ITT is latest for-profit college closing Georgia campuses


Current and former ITT Tech students can find more information about continuing their education, applying for closed-school loan forgiveness, or retrieving student records at: studentaid.gov/ITT and by calling 1-800-4-FED-AID. U.S. Department of Education seminars for students are scheduled for Wednesday at 10 a.m., noon and 2 p.m. Eastern time.

Students enrolled at ITT Technical Institution, which is shutting its doors following a series of government sanctions, may be eligible to have their federal student loans forgiven, federal officials said Tuesday.

For-profit college operator ITT Education Services announced that it was closing all of its ITT Tech campuses, including four in metro Atlanta, and eliminating most of its 8,000 national staff members. The company has also cancelled its upcoming September quarter of classes.

ITT Tech is the latest of the for-profit colleges — many with local campuses — to close, after federal challenges and reports questioning some of the schools' ethics and practices.

“With their federal loan debt wiped away, students can then decide whether to restart their education somewhere new,” Ted Mitchell, U.S. Under Secretary of Education said Tuesday in a call with reporters.

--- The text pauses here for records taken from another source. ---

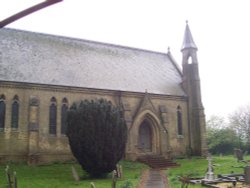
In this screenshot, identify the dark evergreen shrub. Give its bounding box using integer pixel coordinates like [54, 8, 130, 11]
[66, 99, 127, 177]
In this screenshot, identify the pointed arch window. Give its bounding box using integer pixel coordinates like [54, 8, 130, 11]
[61, 98, 68, 134]
[49, 97, 57, 135]
[177, 106, 183, 135]
[11, 95, 19, 129]
[0, 95, 6, 131]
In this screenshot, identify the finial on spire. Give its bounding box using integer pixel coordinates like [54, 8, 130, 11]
[181, 20, 198, 50]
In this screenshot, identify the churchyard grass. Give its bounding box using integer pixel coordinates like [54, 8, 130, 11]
[167, 155, 250, 188]
[0, 161, 148, 188]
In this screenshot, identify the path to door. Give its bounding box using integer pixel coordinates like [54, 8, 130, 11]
[138, 169, 168, 188]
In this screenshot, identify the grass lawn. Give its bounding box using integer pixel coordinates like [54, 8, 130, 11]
[0, 161, 147, 188]
[167, 156, 250, 188]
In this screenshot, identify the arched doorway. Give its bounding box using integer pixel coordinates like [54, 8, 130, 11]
[138, 120, 152, 152]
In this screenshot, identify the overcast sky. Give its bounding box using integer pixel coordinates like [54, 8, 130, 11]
[0, 0, 250, 118]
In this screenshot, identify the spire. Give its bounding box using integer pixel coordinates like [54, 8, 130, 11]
[181, 21, 198, 51]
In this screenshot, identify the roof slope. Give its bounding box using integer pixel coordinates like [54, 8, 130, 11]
[0, 29, 185, 96]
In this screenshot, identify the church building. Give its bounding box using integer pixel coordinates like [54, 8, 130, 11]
[0, 24, 207, 163]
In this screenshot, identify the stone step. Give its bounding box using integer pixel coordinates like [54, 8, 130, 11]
[138, 155, 180, 168]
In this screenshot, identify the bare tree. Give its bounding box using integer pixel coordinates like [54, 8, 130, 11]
[206, 115, 227, 129]
[229, 105, 250, 143]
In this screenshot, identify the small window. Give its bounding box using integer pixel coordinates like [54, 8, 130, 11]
[61, 98, 68, 134]
[11, 95, 19, 129]
[49, 97, 57, 135]
[177, 106, 183, 135]
[0, 95, 6, 131]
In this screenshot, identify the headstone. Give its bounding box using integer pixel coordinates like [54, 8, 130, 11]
[112, 170, 117, 188]
[90, 182, 95, 188]
[13, 171, 17, 188]
[116, 164, 122, 178]
[234, 149, 243, 162]
[71, 166, 80, 183]
[5, 165, 12, 188]
[205, 154, 215, 181]
[244, 166, 250, 184]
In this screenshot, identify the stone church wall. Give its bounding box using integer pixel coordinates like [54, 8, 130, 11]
[0, 82, 189, 163]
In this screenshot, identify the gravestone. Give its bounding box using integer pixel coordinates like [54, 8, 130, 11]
[90, 182, 95, 188]
[205, 154, 215, 181]
[71, 166, 80, 183]
[244, 166, 250, 184]
[112, 170, 117, 188]
[234, 149, 244, 162]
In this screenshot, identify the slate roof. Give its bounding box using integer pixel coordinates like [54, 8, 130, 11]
[0, 28, 185, 96]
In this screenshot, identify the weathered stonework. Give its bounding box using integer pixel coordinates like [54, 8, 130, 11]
[0, 23, 206, 164]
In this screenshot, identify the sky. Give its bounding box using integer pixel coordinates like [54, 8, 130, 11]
[0, 0, 250, 118]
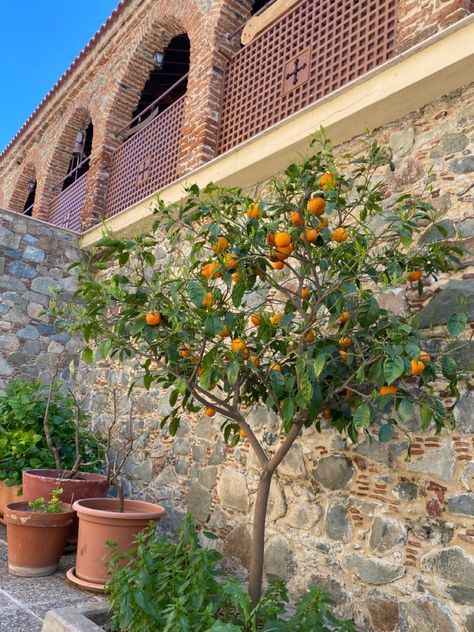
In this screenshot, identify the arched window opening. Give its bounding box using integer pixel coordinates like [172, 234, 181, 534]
[61, 121, 94, 191]
[126, 33, 191, 136]
[22, 180, 36, 217]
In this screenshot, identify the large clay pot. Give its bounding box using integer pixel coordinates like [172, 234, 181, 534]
[0, 481, 24, 524]
[23, 470, 109, 503]
[73, 498, 165, 586]
[5, 503, 74, 577]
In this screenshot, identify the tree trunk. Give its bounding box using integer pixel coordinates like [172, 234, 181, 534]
[248, 469, 274, 608]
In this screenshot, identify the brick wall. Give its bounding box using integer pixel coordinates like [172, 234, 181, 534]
[80, 85, 474, 632]
[0, 0, 474, 227]
[0, 209, 79, 390]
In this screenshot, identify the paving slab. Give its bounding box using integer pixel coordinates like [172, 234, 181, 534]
[0, 525, 105, 632]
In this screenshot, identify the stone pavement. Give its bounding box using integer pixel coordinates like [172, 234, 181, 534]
[0, 526, 102, 632]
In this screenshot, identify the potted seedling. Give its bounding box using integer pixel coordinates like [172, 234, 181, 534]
[23, 378, 109, 503]
[67, 390, 165, 592]
[5, 489, 74, 577]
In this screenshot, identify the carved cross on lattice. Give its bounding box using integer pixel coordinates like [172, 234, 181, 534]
[283, 48, 311, 94]
[136, 158, 151, 185]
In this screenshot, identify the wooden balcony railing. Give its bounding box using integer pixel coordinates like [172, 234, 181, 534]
[45, 0, 398, 231]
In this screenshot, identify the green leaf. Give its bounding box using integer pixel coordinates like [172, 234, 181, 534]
[353, 404, 371, 428]
[357, 297, 380, 329]
[448, 314, 467, 338]
[188, 281, 206, 307]
[204, 316, 224, 336]
[82, 347, 94, 364]
[383, 358, 405, 384]
[227, 361, 240, 386]
[379, 424, 394, 443]
[441, 356, 458, 380]
[397, 399, 415, 421]
[232, 281, 245, 307]
[313, 353, 326, 379]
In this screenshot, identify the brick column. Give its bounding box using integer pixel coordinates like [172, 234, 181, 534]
[396, 0, 474, 53]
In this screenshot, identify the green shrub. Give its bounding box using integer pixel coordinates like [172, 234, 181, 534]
[107, 515, 355, 632]
[0, 379, 103, 485]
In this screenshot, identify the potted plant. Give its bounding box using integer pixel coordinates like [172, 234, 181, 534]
[67, 390, 165, 592]
[5, 489, 74, 577]
[22, 378, 109, 503]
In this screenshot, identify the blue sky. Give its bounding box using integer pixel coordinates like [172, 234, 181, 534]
[0, 0, 118, 151]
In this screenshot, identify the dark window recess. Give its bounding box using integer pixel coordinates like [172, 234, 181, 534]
[22, 180, 36, 217]
[131, 34, 190, 127]
[62, 122, 94, 191]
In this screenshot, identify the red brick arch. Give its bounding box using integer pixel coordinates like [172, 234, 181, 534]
[7, 162, 36, 213]
[35, 106, 94, 219]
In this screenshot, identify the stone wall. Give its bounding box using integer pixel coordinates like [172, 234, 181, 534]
[75, 85, 474, 632]
[0, 209, 79, 390]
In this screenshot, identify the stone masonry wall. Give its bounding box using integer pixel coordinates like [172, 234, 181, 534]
[78, 85, 474, 632]
[0, 209, 79, 390]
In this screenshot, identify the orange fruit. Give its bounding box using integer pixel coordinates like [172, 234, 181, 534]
[201, 292, 214, 307]
[247, 202, 260, 219]
[408, 268, 423, 283]
[224, 252, 239, 270]
[230, 338, 247, 353]
[201, 261, 222, 279]
[145, 312, 163, 327]
[270, 312, 283, 327]
[319, 172, 336, 191]
[274, 233, 291, 250]
[332, 226, 349, 243]
[305, 228, 319, 244]
[306, 197, 326, 215]
[212, 235, 230, 255]
[337, 312, 351, 325]
[339, 336, 352, 349]
[410, 360, 425, 375]
[290, 211, 303, 226]
[379, 384, 397, 397]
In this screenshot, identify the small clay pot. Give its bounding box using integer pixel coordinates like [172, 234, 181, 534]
[22, 470, 109, 503]
[5, 503, 75, 577]
[0, 481, 24, 524]
[73, 498, 166, 586]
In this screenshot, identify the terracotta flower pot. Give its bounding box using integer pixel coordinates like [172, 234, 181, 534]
[5, 503, 75, 577]
[23, 470, 109, 503]
[73, 498, 165, 585]
[0, 481, 24, 524]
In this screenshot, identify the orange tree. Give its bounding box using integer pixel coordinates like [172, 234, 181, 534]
[60, 140, 466, 604]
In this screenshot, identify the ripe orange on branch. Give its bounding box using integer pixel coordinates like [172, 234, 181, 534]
[408, 268, 423, 283]
[306, 197, 326, 215]
[274, 233, 291, 249]
[145, 312, 163, 327]
[379, 384, 397, 397]
[332, 226, 349, 243]
[319, 172, 336, 191]
[410, 360, 425, 375]
[212, 235, 230, 255]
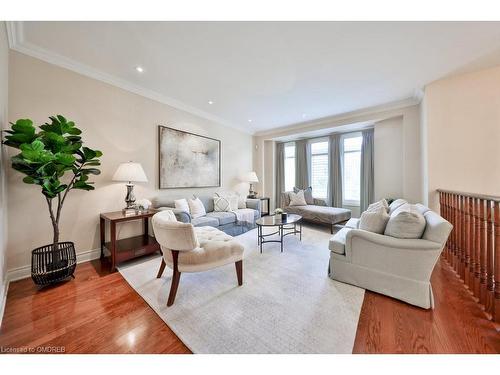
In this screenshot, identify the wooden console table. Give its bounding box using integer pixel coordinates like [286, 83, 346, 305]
[100, 210, 160, 272]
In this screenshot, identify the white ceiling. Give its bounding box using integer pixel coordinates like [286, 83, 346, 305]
[10, 22, 500, 133]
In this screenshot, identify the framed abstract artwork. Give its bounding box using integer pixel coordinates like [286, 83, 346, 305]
[158, 125, 221, 189]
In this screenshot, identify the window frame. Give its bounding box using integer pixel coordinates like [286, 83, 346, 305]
[283, 141, 297, 191]
[340, 131, 363, 207]
[309, 137, 330, 199]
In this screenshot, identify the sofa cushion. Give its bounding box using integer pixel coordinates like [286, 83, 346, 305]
[188, 198, 207, 219]
[328, 228, 352, 255]
[345, 217, 359, 229]
[290, 190, 307, 206]
[358, 204, 389, 234]
[174, 198, 189, 213]
[206, 211, 236, 225]
[384, 203, 426, 238]
[285, 205, 351, 224]
[191, 216, 219, 227]
[293, 186, 314, 204]
[389, 198, 408, 215]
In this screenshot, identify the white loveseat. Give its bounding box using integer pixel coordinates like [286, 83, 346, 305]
[329, 201, 452, 309]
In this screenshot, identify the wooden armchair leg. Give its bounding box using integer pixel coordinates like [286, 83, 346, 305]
[156, 257, 167, 279]
[234, 260, 243, 286]
[167, 250, 181, 306]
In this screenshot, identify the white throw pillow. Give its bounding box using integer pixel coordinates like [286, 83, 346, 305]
[384, 203, 426, 238]
[389, 198, 408, 215]
[289, 190, 307, 206]
[238, 194, 247, 208]
[214, 196, 231, 212]
[358, 206, 389, 234]
[188, 198, 207, 219]
[174, 198, 189, 213]
[366, 199, 389, 212]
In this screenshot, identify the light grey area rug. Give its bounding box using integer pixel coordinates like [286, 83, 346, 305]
[119, 226, 364, 353]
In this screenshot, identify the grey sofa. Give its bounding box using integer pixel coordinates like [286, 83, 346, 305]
[153, 196, 261, 236]
[329, 201, 453, 309]
[281, 191, 351, 233]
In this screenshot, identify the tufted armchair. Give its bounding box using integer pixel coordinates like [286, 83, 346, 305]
[151, 210, 244, 306]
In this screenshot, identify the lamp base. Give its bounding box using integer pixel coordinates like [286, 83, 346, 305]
[124, 182, 135, 210]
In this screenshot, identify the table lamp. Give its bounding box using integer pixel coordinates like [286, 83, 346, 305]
[245, 171, 259, 198]
[113, 161, 148, 210]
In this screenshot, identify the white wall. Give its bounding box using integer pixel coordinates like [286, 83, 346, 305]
[7, 52, 252, 274]
[374, 117, 404, 200]
[423, 66, 500, 209]
[0, 22, 9, 324]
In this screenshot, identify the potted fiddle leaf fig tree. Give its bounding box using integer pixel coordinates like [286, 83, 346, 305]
[4, 115, 102, 285]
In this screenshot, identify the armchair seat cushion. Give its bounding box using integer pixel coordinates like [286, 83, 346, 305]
[206, 211, 236, 226]
[328, 228, 353, 255]
[191, 215, 219, 227]
[162, 227, 244, 272]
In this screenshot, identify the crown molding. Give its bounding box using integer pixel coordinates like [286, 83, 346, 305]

This is some reprieve for the roughly 40,000 students attending ITT Tech campuses across the country. The company did not identify how many of those were in Georgia.

The school had been hard hit by recent sanctions from the U.S. Department of Education, which last month barred it from enrolling any students who received federal financial aid and required ITT to notify students about its accreditation problems.

Under the sanctions, the Carmel, Ind.-based company was also required to increase its reserves to 40 percent of the federal financial aid received last year. The requirement would have meant increasing reserves from $94.4 million to $247.3 million, the Indianapolis Star reported at the time.

A statement from the company Tuesday blamed the federal sanctions for the schools’ closures, and called the actions “inappropriate and unconstitutional.

“The damage done to our students and employees, as well as to our stakeholders and the American taxpayers, is irrevocable,” read the statement. “… with (ITT Tech) ceasing operations, it will now likely rest on other parties to understand these reprehensible actions and to take action to attempt to prevent this from happening again.”

ITT operated 130 campuses in 38 states, serving 40,000 students, according to the company’s website. A spokeswoman declined to comment on the number of students enrolled at the Kennesaw, Duluth, Douglasville and Atlanta campuses.

Students currently enrolled or who have withdrawn from ITT within the last 120 days could apply to have their loans eliminated through the government’s closed-school loan program. Students can also continue their studies at another school by exploring transferring their credits. But, if the credits transfer to a similar program at another school, some of all of their ITT loans will no longer be eligible to be written off, according to information from federal officials.

The education department is contacting ITT Tech students about their options and plans to host a series of webinars to walk students through the options. Federal officials also plan to partner with states to host in-person transfer fairs at selected locations.

Consumer advocacy groups including the National Consumer Law Center applauded the government sanctions, but pressed for more help for students, including not requiring them to individually apply to have their loans discharged, and for help to allow former students to get relief from their loans.

ITT is the latest closure in a crackdown on for-profit college operators by the Obama administration, which has said the industry harms students by leaving them deep in debt and unable to find well-paying jobs. The administration, along with several state attorneys general, launched investigations or legal actions against for-profit providers over their recruitment practices, placement rates and costs.

The crackdown has had a big impact on the industry. In June, Education Management Corporation, the for-profit operator of Brown Mackie College, announced plans to close most of its 26 campuses, including its Atlanta location, over the next few years. The parent companies of Sanford-Brown, the Art Institutes and Le Cordon Bleu all announced closings or sold some of their campuses last year. Westwood College froze enrollment at all its campuses in December. The most notable for-profit sanctions led to Corinthian Colleges — which operated Everest, Heald and WyoTech campuses — to cease operations following state and federal legal challenges. Atlanta's Everest campuses were sold and are now operated by another company.